As a child, Machisu (Reiko Yoshioka) is immersed in his own world of painting: his father is a wealthy industrialist who has also sponsored local artists to study in Paris and find their own style. Indulged because of his family’s status, Machisu has no shortage of art supplies, but his creative comfort comes to an abrupt end when his father’s business collapses overnight and his parents commit suicide. He briefly resides with his poor Uncle, who has always resented his brother for not sharing his wealth, but Machisu’s obsession is out of place in this lower class household, and he is soon packed off to the orphanage that his father once donated to. As a young man, Machisu (Yurei Yanagi) takes on various menial jobs to pay the fees for art school. While doing so, he meets Sachiko (Kumiko Aso, later Kanako Higuchi), the only person who will ever understand his art, and marries her. In his elder years, Machisu (Kitano) continues his quest to become a renowned artist, increasingly relying on his wife and teenage daughter Mari (Eri Tokunaga) for financial support, but eventually alienates his loved ones. At this critical juncture, Machisu’s art takes on a self-destructive dimension.
As both an artist and a human being, Machisu never really develops, and consequently exists in a state of arrested development. The paintings featured in the film are all by Kitano himself, but they were obviously created ‘in character’, with their overt references to landmarks in modern art reflecting the fact that Machisu is as derivative as he is compulsive.
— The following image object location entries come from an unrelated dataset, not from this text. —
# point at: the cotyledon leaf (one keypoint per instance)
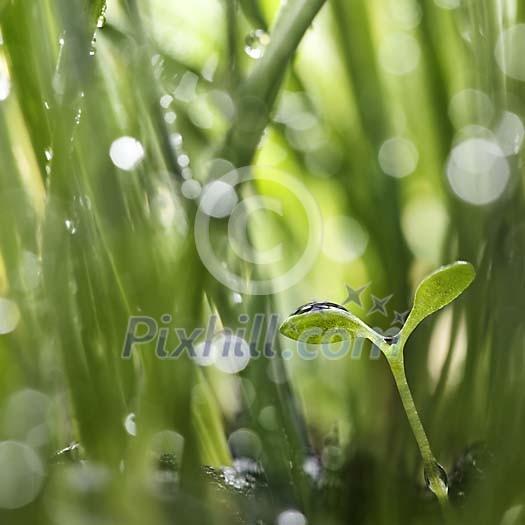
(436, 291)
(323, 322)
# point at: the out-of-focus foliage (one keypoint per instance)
(403, 118)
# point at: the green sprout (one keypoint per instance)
(317, 323)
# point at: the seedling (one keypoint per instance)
(317, 323)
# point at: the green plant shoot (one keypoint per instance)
(317, 323)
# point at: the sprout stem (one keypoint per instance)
(436, 484)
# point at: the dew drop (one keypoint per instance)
(255, 43)
(70, 226)
(130, 425)
(218, 199)
(126, 153)
(398, 157)
(170, 117)
(165, 101)
(291, 517)
(478, 171)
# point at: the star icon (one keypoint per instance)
(354, 295)
(400, 317)
(379, 305)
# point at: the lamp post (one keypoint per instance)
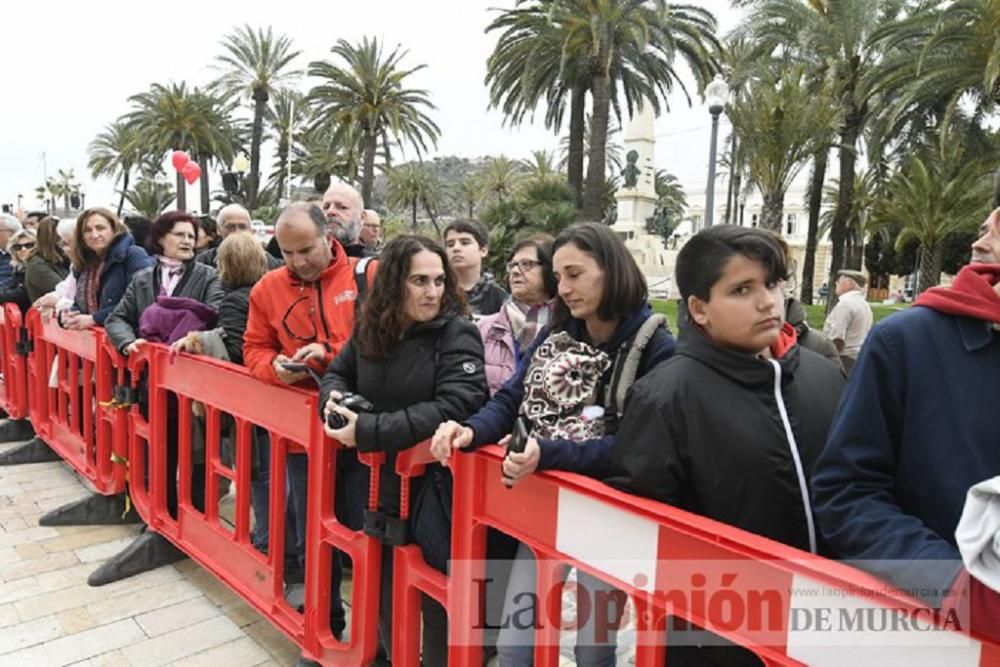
(717, 94)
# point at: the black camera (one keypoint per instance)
(354, 403)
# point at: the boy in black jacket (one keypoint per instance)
(730, 426)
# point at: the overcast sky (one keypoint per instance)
(68, 68)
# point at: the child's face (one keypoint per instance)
(744, 311)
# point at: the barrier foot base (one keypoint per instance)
(94, 510)
(33, 451)
(13, 430)
(147, 552)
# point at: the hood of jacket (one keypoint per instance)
(743, 368)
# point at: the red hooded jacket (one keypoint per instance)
(326, 313)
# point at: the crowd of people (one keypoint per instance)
(852, 445)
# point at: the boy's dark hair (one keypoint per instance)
(469, 226)
(624, 285)
(700, 262)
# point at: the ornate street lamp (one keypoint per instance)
(717, 94)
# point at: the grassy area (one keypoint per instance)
(816, 313)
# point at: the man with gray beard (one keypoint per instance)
(343, 207)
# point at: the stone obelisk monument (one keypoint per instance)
(637, 202)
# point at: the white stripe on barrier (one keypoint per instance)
(619, 543)
(830, 627)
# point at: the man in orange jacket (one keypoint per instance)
(303, 313)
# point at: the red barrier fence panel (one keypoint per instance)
(72, 378)
(13, 355)
(673, 563)
(289, 415)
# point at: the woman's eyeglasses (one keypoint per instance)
(523, 265)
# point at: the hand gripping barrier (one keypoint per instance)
(646, 549)
(290, 416)
(79, 417)
(14, 348)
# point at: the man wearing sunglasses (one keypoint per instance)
(302, 314)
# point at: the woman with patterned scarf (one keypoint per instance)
(508, 333)
(565, 398)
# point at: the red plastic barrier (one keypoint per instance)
(554, 513)
(289, 415)
(13, 353)
(79, 417)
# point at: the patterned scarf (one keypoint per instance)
(526, 321)
(88, 289)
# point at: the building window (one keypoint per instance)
(790, 225)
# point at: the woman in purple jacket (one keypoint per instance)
(509, 332)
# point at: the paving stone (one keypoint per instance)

Even experiences which should burst his self-involved bubble, such as living with his working class Uncle, or undertaking menial jobs as a delivery boy or factory machinist, do little for his character, and it is only when it is almost too late that he begins to consider the ramifications of tunnel vision. However, depression and grief are then channeled into the creation of more extreme pieces, with Machisu continuing to paint even when he is caught in a fire.
Machisu’s main failing as an artist is his desire to sell, and his over-eagerness to adopt the style of others as a means of achieving commercial viability. An animated prologue sequence illustrates the motion paradox by the Greek philosopher Zeno of Elea with Achilles failing to overtake a tortoise because every time Achilles reaches a certain point, the tortoise has already moved on. Machisu’s embraces style after style on the insistence of the local art dealer (Nao Omori), but always finds that he is unable to capture the zeitgeist. One of his paintings does eventually sell as a space filler and is seen hanging on the wall of the bar where Machisu meets his estranged daughter to borrow money for art supplies.
With its cynical portrayal of gallery owners and agents, Achilles and the Tortoise finds Kitano venting his frustration with the hypocrisy of the art world, while also questioning the place of art in contemporary society. Yet is also an affecting story of a ‘misunderstood’ artist who all too easily loses what should have been his signature style through a need to achieve acceptance from the establishment.